Cuando el semáforo se puso en verde, Estefanía no aceleró, sino que contó 1, 2, 3; ése era un truco que le había enseñado Eduardo para evitar choques en semáforos y que también, aunque no le gustaba admitirlo, la había salvado de varios accidentes.
Estefanía contó 1, 2, 3. Pero al término de este hábito mental, fue incapaz de moverse. Lo que había frente a ella le impedía hacer cualquier cosa que no fuera recordar los pasos a seguir en casos de emergencia que había aprendido en la escuela de medicina, y que tanto tendría que utilizar en los días, semanas y meses a seguir.
Un segundo antes que el semáforo se pusiera en verde, un hombre rezagado empezó a atravesar la calle de una manera poco común: doblaba la cintura hacia la derecha, al parece presa de un fuerte dolor abdominal, y en sus brazos sobresalían manchas púrpuras que se extendían e inflamaban como ampollas gigantes. Por si eso no fuera suficiente, caminaba con lentitud y, a juzgar por el movimiento de su pecho, la respiración se le dificultaba a pesar de que iba a paso lento.

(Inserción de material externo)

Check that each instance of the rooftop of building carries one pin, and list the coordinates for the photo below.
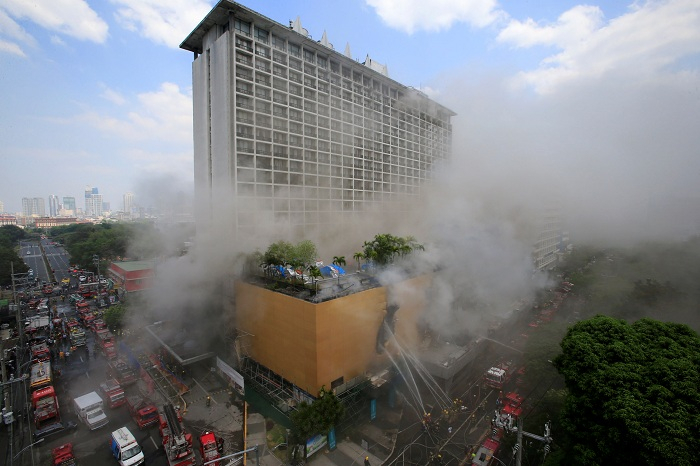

Tales características en conjunto podrían haber asustado a cualquier otro, pero no a Estefanía. Era una doctora habituada a los virus, los enfermos y los síntomas. Frente a sus ojos habían desfilado infinidad de pacientes cuyos cuerpos estaban invadidos por cosas más espantosas que círculos púrpuras que hacían pliegues en la piel. No señor, ese hombre no tenía porque ser diferente que todos los demás.